Your program should support 2 switches:

* `-gt ‹min_size›` that will print out suspiciously big files.
* `-f ‹total_size› ‹min_unused›` that will print out a file to be deleted.

### `-gt ‹min_size›`

With this switch you are provided one additional argument:

* `min_size` that is the lower bound (inclusive) for size of any file or
  directory that is supposed to be listed.

When your program is being run with this switch, it is is supposed to print out
all files **and** directories that are bigger than the provided `min_size`.

### `-f ‹total_size› ‹min_unused›`

With this switch you are provided two additional arguments:

* `total_size` that is a total size of the filesystem[^2].
* `min_unused` that is a minimum of free space required for an upgrade.

Your program should find **exactly one** file or a directory that is of the
smallest size, but big enough to free enough space for the upgrade to proceed.

In other words, if that file or directory is deleted, following should hold:
$$
\mathtt{total\_size} - \mathtt{used} \geq \mathtt{min\_unused}
$$

## Example usage

You can have a look at the example usage of your program.
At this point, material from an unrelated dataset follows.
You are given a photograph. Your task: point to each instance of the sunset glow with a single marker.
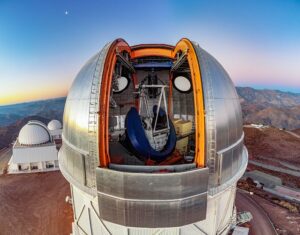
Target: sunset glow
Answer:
(43, 45)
We can run your
program from the shell like

    $ ./garbage_collect shell_history.txt -gt 10000000
    24933642 /d
    14848514 /b.txt
    48381165 /

    $ ./garbage_collect shell_history.txt -f 70000000 30000000
    24933642 /d

## Requirements and notes

* Define **structures** (and **enumerations**, if applicable) for the parsed
  information from the files.
* For keeping the “records”, use some **dynamic** data structure.
  * Don't forget to consider pros and cons of using _specific_ data structures
    before going through implementing.
* You **are not required** to produce 1:1 output to the provided examples, they
  are just a hint to not waste your time tinkering with a user experience.
* If any of the operations on the input files should fail,
  **you are expected to** handle the situation _accordingly_.
* Failures of any other common functions (e.g. functions used for memory
  management) should be handled in **the same way** as they were in the
  homeworks and seminars.
* Your program **must free** all the resources before exiting.

[^1]: Also applies to Fedora, but… we use arch btw :wink:
[^2]: duh!